Mott The Hoople and Ian Hunter

David Bowie CD: "Rarest One Bowie"

Sleeve and track listing

  1. All The Young Dudes
  2. Queen Bitch (live)
  3. Sound And Vision (live)
  4. Time (live)
  5. Be My Wife (live)
  6. Footstompin' (live)
  7. Ziggy Stardust (live)
  8. My Death (live)
  9. I Feel Free (live)

Review

This sub-standard collection of "rare" Bowie material was released in 1995. It is short by CD standards (about 35 minutes), which is a shame considering the material which must lay hidden in Mainman's vaults. Perhaps more will see the light of day in a Rarest...Two collection. Anyhow, about half this collection features Mick Ronson on guitar, and so will be of interest to completists.

ATYD opens the album, and is at a slower tempo than Mott's version.

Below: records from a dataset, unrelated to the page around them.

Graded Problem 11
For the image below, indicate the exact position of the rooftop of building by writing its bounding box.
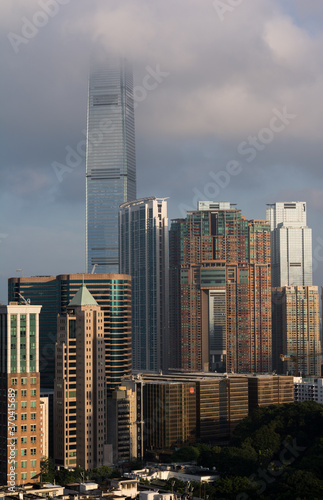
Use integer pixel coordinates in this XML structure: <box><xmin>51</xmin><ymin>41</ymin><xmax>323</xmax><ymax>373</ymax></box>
<box><xmin>129</xmin><ymin>371</ymin><xmax>292</xmax><ymax>383</ymax></box>
<box><xmin>68</xmin><ymin>283</ymin><xmax>99</xmax><ymax>307</ymax></box>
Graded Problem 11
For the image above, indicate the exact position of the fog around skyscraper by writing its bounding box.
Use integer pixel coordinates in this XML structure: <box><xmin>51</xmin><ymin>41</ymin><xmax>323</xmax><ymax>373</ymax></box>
<box><xmin>86</xmin><ymin>54</ymin><xmax>136</xmax><ymax>273</ymax></box>
<box><xmin>0</xmin><ymin>0</ymin><xmax>323</xmax><ymax>302</ymax></box>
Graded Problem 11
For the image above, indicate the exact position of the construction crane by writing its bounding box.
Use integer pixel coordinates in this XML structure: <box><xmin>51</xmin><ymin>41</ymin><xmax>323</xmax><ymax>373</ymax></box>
<box><xmin>280</xmin><ymin>352</ymin><xmax>323</xmax><ymax>377</ymax></box>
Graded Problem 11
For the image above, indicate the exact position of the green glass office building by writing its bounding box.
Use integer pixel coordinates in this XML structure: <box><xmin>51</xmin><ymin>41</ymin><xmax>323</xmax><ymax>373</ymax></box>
<box><xmin>8</xmin><ymin>274</ymin><xmax>132</xmax><ymax>390</ymax></box>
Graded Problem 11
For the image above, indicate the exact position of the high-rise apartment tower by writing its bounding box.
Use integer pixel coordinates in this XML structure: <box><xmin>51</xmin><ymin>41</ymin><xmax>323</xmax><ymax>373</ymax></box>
<box><xmin>266</xmin><ymin>201</ymin><xmax>312</xmax><ymax>287</ymax></box>
<box><xmin>272</xmin><ymin>286</ymin><xmax>321</xmax><ymax>377</ymax></box>
<box><xmin>170</xmin><ymin>202</ymin><xmax>272</xmax><ymax>373</ymax></box>
<box><xmin>54</xmin><ymin>285</ymin><xmax>106</xmax><ymax>470</ymax></box>
<box><xmin>120</xmin><ymin>197</ymin><xmax>169</xmax><ymax>371</ymax></box>
<box><xmin>8</xmin><ymin>274</ymin><xmax>131</xmax><ymax>392</ymax></box>
<box><xmin>86</xmin><ymin>56</ymin><xmax>136</xmax><ymax>273</ymax></box>
<box><xmin>0</xmin><ymin>302</ymin><xmax>42</xmax><ymax>487</ymax></box>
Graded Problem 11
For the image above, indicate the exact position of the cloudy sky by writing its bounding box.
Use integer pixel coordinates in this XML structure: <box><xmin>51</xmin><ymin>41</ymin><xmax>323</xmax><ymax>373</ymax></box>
<box><xmin>0</xmin><ymin>0</ymin><xmax>323</xmax><ymax>303</ymax></box>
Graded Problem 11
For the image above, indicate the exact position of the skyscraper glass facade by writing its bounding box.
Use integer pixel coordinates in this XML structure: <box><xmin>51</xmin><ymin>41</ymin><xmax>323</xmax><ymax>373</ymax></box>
<box><xmin>86</xmin><ymin>56</ymin><xmax>136</xmax><ymax>273</ymax></box>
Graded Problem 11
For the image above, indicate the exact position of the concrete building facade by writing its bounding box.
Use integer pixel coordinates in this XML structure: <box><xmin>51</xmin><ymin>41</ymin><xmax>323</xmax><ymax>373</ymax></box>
<box><xmin>170</xmin><ymin>202</ymin><xmax>272</xmax><ymax>373</ymax></box>
<box><xmin>0</xmin><ymin>301</ymin><xmax>42</xmax><ymax>487</ymax></box>
<box><xmin>272</xmin><ymin>286</ymin><xmax>321</xmax><ymax>376</ymax></box>
<box><xmin>54</xmin><ymin>285</ymin><xmax>106</xmax><ymax>470</ymax></box>
<box><xmin>266</xmin><ymin>201</ymin><xmax>313</xmax><ymax>287</ymax></box>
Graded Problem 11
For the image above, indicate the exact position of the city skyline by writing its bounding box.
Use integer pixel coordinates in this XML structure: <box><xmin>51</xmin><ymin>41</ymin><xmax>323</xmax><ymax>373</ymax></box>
<box><xmin>0</xmin><ymin>0</ymin><xmax>323</xmax><ymax>302</ymax></box>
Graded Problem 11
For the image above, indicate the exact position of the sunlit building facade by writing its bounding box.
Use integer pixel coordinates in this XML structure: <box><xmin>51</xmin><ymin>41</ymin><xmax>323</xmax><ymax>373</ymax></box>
<box><xmin>8</xmin><ymin>274</ymin><xmax>132</xmax><ymax>391</ymax></box>
<box><xmin>0</xmin><ymin>302</ymin><xmax>42</xmax><ymax>486</ymax></box>
<box><xmin>54</xmin><ymin>285</ymin><xmax>106</xmax><ymax>470</ymax></box>
<box><xmin>86</xmin><ymin>56</ymin><xmax>136</xmax><ymax>273</ymax></box>
<box><xmin>170</xmin><ymin>202</ymin><xmax>272</xmax><ymax>373</ymax></box>
<box><xmin>266</xmin><ymin>201</ymin><xmax>313</xmax><ymax>287</ymax></box>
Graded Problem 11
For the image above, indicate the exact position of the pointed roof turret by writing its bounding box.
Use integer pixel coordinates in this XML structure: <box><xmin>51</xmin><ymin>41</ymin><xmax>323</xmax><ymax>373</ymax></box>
<box><xmin>68</xmin><ymin>283</ymin><xmax>99</xmax><ymax>306</ymax></box>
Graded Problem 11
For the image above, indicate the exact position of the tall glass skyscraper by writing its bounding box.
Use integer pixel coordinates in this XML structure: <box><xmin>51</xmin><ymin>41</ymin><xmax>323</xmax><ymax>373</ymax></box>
<box><xmin>120</xmin><ymin>196</ymin><xmax>169</xmax><ymax>372</ymax></box>
<box><xmin>86</xmin><ymin>56</ymin><xmax>136</xmax><ymax>273</ymax></box>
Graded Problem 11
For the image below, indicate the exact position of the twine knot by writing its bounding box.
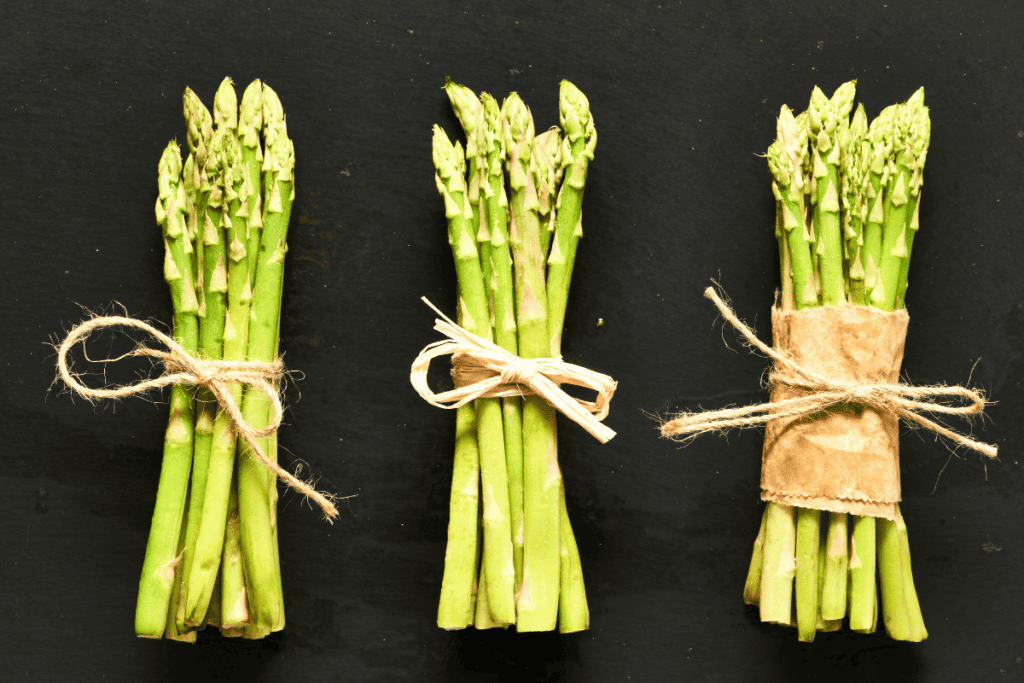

Although planned for the Aladdin Sane album, it stayed in the can. I can see why; this version sounds half finished, with Bowie sounding bored with it. Mott's is the definitive version of Dudes, a fact Bowie himself must have realised.

Time is taken from the 1980 Floor Show performances at London's Marquee in October 1973, but lacks a certain spark... Bowie had all but disbanded the Spiders by this time and it shows in the performance.

Ziggy Stardust hardly qualifies as rare, since it has already been released on the Santa Monica live set. My Death is more interesting, as it is taken from a Carnegie Hall, NYC performance in 1972. The album closes with a live performance of the Cream classic I Feel Free, recorded at Kingston Polytechnic in 1972. Now I don't know, but it sounds to these ears like an audience recording (it is certainly in mono). Scraping the barrel or what?